The highlight of any week was finding something in the mailbox from the states. How young I was then. Deep in the Masvingo province, red soil stained my shoes as I blistered my hands digging the foundation for a schoolroom. At the edge of Harare, I crammed myself into the back of an emergency taxi with six strangers to make the commute back to my host family. Passing through the market, I breathed smoke rising from tin drums where the maize was roasting. I ducked my head against catcalls from men too long at the beer hall calling, “Hey, musikana, marry me! Buy me a walkman!”
Here was this 20-year-old girl learning to carry on an entire exchange in a Bantu language, and it was still the mail from home that lifted me.
It’s too long ago to remember anything in those letters. The boy and his housemate wrote to me together a time or two, though they mercifully kept me in the dark about their new status. The content of any correspondence mattered far less than the fact of it. I wanted to touch a place that held me, or maybe just know I was remembered.
I understand now that mail from home was a status report on the acceptability of the exchange. This was its real value. My correspondents were still in the game. Play could continue.

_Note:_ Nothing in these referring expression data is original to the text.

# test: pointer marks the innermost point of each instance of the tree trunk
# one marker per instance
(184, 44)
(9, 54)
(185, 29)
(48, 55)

I was too busy writing to realize that the act itself was shaping the journey. As much as these missives were “mail,” they were diary and commonplace book, hymnal and captain’s log. An envelope from home was an invitation to keep coloring in, keep making the story into what it was trying to become.
When I returned to the states, the boy handed me all that stamped and creased paper I’d sent from Africa, now neatly tied in string. He gave me back my pile of words. I hated him more for that than for choosing the other gal. The letters were for him to cherish. For that semester in Zimbabwe, I rode high on a precious delusion that he prized every word. I pictured him sneaking into his room and closing the door to read, re-read, get drunk on ink and fall a little more in love with me.
Did I mention how young I was?
I figured he’d guard those letters with his life. And here he was, handing them back to me.
Maybe I took them but it’s hard to remember now. Too many moves, too much life. I looked away, and the decades absconded with the bundle. I wish I had grabbed them from him and stashed them in a fireproof box. I wish I’d known what a story they’d make.
I wish a lot of things.
Today, I wish that on my son’s first day of his first year of sleepaway camp, the newness will offer him an untried self, the guides will provide a net, and the knowledge of home — out here, always here — will run so deep in him, he forgets to need me at all.
But in case he does, his mom will be there. Every day at mail call.